Song.
O, the day is loud and busy!
Every blush the sun discovers.
Loud and busy, bright and bold,
Day was never loved of lovers.
Night for nightingales and moonlight!
Many a blush night's mantle covers.
Night for kissing, night for loving,
Night for us, for we are lovers!
Ivy. What singers be these?
Green. A shepherd and his lass.
Ivy. I know a better song than that. It goes this way:
[Sings.] Night and day let us be merry,
And set not by the world a cherry;
For dry bread chokes——
That's not right. I forget it. I could make a better song than either
myself; by my soul, I could! None of your sheepish love-songs, but a song
to make the stars dance quicker, and the moon multiply itself a score of
times. You have only made two moons.
Celio. We did not aim at putting the moon beside herself.
Ivy. I could make a song about the moon. Sir, I have read about the
moon. Her name—hic!—her name is—hic!——
Celio. Hecate.
Ivy. Give a man time to speak his mind. Her name is Hecate, although
you say it. I know about the moon: Hecate is the moon—Hecate.
Sylvia. O, come away!
Celio. Make your song, my friend, and show it to me to-morrow.
Ivy. I will, sir; I will.
Celio. Good-night.
[Celio and Sylvia go out.
Ivy. The song is coming, Green; it's coming. 'By the light of
Hecate's lamp'—lamp, lamp—what rhymes with lamp?—Come to some more
delusive, poetic spot.—'By the light of Hecate's
lamp'—lamp?—Come.—What the devil rhymes with lamp!—Come.
[Ivy and Green go out.
Enter hurriedly Cinthio, and Faustine dressed as a shepherd-boy.
Faustine. O Cinthio, hearken! We are lost. Alas!
Cinthio. Fear not, my love: all danger we shall pass.
[They go out..
SCENE IV.—A Room in Martha's House.
Enter Martha.
Martha. Gone with the Prince! I knew 'twould come at last.

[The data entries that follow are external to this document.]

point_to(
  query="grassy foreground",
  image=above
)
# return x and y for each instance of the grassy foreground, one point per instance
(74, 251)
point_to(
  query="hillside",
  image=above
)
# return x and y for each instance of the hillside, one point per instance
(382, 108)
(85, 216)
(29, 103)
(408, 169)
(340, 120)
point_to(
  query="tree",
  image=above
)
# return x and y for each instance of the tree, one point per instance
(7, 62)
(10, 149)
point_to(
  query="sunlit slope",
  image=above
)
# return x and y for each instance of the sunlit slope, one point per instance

Well, I shall be a lonely woman soon.
To think how many a mother envies me
My lovely daughter for her loveliness,
And that she has enchanted our good prince,
And all the happiness in store for me,
When I shall be a prince's mother-in-law.
[Knocking.
A visit at this time! Who's there?
Enter Onesta.
What now, my lady Faustine's maid? Onesta. The king has sent for you. Martha. The king! Onesta. King Alardo. By the deceit of providence he has come back; and Guido has found out Faustine's escape. He commanded me to go and bring you, because he has heard about Eulalie; for Guido threatened me with flaying and pickling, and buttering and roasting. You are to come at once and meet the king and Guido and another lord at the tree in the gushet where the three roads meet, to go with them to the wood, where Eulalie and the prince, and Faustine and Cinthio are. If I would not tell him all, he would have minced me into collops, else he might have pulled my tongue out before I would have told. The king is going to pack you and Eulalie off this very night. 'The mad, old heifer,' says he, 'to set her low-bred cow to my royal bull.' And Cinthio is to be made into a ram—no, it was a ewe, Guido said: I think it was a ewe, though it struck me he meant an ox; and Faustine is to mew in a nunnery all her life. Martha. The king come back, and Eulalie and I to be packed off to-night; Faustine, made a nun; you, to be roasted Onesta. Haste, haste. I'll tell you more as we go. Martha. More! Save us! You have said more than enough. [They go out.